Posted: May 10, 2017

A young Hermine Brown narrowed down her career options to nursing or teaching.

What she didn’t know is that as her career moved along, she’d end up dipping into both fields.

Hermine is a clinical nurse specialist at Grand River Hospital. You can find Hermine in the hospital’s surgical program, which was her first placement after graduating from nursing school.

A major part of her role is education… not only to support patients as they move on to continue their care at home, but also for health professionals who are enhancing their skills or adopting new techniques.

Hermine Brown

Hermine has avoided resting on her laurels. She has earned a master’s degree in nursing and her post-masters nurse practitioner diploma.

The variety of Hermine’s experiences between care, teaching and her personal studies has kept her extremely active in GRH’s surgical program.

Why did you become a nurse?

When it came to making a career choice I was torn between teaching and nursing. Thankfully I chose nursing and have enjoyed the best of both worlds.  Like most nurses, I enjoy helping people get back on the path to wellness.

What brought you to GRH?

When I graduated in 1982, the school of nursing assigned students to a specific clinical area for a few months of clinical experience prior to graduation.  My time was shared between intensive care unit and the sixth floor (surgery). I now feel that my career has come full circle, as I am back working in the surgical program.

I spent many years as a staff member in ICU, then as the educator on the inpatient surgical unit, then as a nurse practitioner on the acute pain service, and most recently as the clinical nurse specialist following patients who’ve just had a hip or knee replacement.

Despite working in many other areas such as occupational health, public health, urgent care, and in administration, the acute care hospital setting (specifically surgical services) is the specialty area I call home.

Also, since 2008, I have maintained a part-time faculty position with McMaster University’s school of nursing. I feel an immense sense of achievement when I see former students now employed at GRH!

What do you enjoy about the work?

I am so fortunate that I love my job! I love meeting new people, and have the privilege of working with a fabulous group of bright, high energy, and caring individuals.  I credit their critical thinking skills in identify potential problems. Staff must think “quick on their feet” as on some days, a third of the patients on our unit get discharged! We truly have a high- performing inter-disciplinary team.

I also love to learn.  There is not a day that goes by that I don’t learn something new or research a topic I am unfamiliar with.
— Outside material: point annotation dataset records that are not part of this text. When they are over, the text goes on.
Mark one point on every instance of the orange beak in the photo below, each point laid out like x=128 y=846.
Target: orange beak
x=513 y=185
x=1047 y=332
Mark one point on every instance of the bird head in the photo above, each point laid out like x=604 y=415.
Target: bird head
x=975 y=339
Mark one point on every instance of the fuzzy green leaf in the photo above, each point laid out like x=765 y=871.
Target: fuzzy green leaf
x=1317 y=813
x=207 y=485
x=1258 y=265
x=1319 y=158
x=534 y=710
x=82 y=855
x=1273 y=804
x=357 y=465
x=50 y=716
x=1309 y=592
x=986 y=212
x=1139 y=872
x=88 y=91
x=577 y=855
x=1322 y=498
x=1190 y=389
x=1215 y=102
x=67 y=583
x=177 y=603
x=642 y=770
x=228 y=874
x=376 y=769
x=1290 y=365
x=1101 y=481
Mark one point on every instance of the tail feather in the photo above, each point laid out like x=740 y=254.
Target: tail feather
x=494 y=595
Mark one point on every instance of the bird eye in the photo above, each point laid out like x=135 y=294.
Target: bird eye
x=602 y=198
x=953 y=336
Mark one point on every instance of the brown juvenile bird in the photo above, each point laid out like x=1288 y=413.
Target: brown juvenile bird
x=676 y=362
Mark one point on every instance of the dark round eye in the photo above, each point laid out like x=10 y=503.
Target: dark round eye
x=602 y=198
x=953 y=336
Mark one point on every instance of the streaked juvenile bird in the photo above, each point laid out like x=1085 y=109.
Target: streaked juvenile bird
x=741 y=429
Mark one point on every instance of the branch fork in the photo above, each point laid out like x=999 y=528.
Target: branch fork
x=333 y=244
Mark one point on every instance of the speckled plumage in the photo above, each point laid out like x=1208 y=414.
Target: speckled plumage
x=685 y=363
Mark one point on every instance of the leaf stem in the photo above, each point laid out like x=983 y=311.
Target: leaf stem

I stay current in practice by taking courses, attending conferences and reading a wide variety of journals.

What keeps you on your toes?

I stay alert by managing patients with multiple health issues, mixed with potential post-operative complications and having to determine what might be going on with them.

Often patients present very differently so you have to be suspicious for multiple problems. It’s often the digging for more information where you find the answer. Knowing too that I have lots of resources and specialties to call when I need them is an enormous relief.

What has changed in nursing and what is your advice for those new to nursing?

The patients are now so much more complex, and therefore nursing has become more complex. The pace is much faster. Overall for me, choosing nursing as a career was a good choice.

My advice for those who are just getting into their nursing careers is that nursing is diverse and there are so many areas that you can work in. You just need to find your niche.  When you like your job, it shows.

What do you like most about being at GRH?

I love being able to work in an advanced practice role of clinical nurse specialist. It allows me to utilize my education as well as my clinical expertise. I have built wonderful friendships and relationships, some which continue on from even my ICU days.

The CNS has a clinical component to it, meaning seeing patients.  The role includes identifying trends, issues, and implementing best practices that lead to improved patient outcomes and clinical excellence. I find my role very rewarding.

Hermine Brown And Maha Ghannam
Hermine works with pharmacist Maha Ghannam on GRH's inpatient surgical unit.